Introduction: The first 30 days (early phase) following stem cell transplantation (SCT), especially in the allogeneic setting, are considered at risk for fungal infections. Antifungal prophylaxis with extended spectrum azole or echinocandins is highly recommended, however they are associated with adverse events, drug interactions or high prices. In our center, except for those patients who need secondary fungal prophylaxis, we use environmental protection (HEPA air and water filters) and we only start antifungal treatment (fluconazole or echinocandin) at the first peak of fever during the neutropenic phase of autologous (auto-SCT) or allogeneic (allo-SCT) transplant.

Objective: The aim of this unique-center retrospective study is to evaluate the incidence of fungal infections during the early phase and compare the real cost of our procedure with the hypothetical cost if we would have used the standard practice: posaconazole (200 mg/8h oral suspension), voriconazole (200 mg/12h intravenous) or micafungin (100 mg/24h intravenous), started at the beginning of conditioning or started the day of transplant.

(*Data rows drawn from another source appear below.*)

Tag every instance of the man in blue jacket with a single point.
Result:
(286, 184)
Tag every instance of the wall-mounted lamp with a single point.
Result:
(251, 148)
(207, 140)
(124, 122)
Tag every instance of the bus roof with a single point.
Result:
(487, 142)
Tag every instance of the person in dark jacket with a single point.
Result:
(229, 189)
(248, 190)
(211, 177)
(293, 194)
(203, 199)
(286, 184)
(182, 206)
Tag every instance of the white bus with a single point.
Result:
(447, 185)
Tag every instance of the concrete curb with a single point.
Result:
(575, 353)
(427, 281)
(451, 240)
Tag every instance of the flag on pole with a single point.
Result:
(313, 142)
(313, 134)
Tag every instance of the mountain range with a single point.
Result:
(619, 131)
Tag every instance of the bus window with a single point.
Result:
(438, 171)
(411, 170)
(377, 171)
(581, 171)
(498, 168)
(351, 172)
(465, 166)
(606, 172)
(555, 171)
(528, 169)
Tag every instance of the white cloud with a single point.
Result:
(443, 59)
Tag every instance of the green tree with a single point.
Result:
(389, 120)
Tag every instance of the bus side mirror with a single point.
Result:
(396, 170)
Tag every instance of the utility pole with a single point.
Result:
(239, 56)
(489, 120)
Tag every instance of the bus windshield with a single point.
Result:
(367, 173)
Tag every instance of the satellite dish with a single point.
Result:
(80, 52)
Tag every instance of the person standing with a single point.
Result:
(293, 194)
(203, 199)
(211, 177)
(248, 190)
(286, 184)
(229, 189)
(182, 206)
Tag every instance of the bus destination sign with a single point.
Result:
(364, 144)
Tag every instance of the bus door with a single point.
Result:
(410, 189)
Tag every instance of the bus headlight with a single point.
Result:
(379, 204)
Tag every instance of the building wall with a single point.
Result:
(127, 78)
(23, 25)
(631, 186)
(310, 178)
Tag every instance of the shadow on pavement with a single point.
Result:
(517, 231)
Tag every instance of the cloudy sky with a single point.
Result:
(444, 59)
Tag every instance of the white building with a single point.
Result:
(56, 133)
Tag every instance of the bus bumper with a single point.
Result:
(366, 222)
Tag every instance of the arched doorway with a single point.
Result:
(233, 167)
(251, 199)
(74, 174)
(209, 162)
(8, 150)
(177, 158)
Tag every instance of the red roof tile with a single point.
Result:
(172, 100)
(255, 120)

Patients and methods: Two hundred and eighty-one patients were evaluated, 188 allo-SCT (102 unrelated donor) and 93 auto-SCT. Median age at allo and auto-SCT was 49 years and 56 years respectively. The main underlying disease and conditioning regimen were acute leukemia (90) and fludarabine based combinations (142) respectively. To assess the efficacy, we evaluated the development of probable or proven fungal infection according with the EORTC-2008 criteria during neutropenia and the two weeks following neutrophil recovery, the type of microorganism, fungal infection as the cause of death and autopsy diagnosis if the patient died during the first 60 days after stem cell infusion. We compared the efficacy, with that reported in the literature. To assess the cost of our procedure (Group V1), we evaluated the days on the protected environment room, the days of hospitalization and the type and days of antifungal treatment. The hypothetical cost of the standard prophylaxis was calculated in each patient based on the beginning of the conditioning regimen (Groups CPos, CVor, CMic) or the day of infusion (Groups TPos, TVor and TMic) to outpatient. Cost per day of HEPA and water filters was 4.28 $. Drug costs were calculated based on our local prices. Differences between costs of the groups were calculated with the paired two-sample t-test.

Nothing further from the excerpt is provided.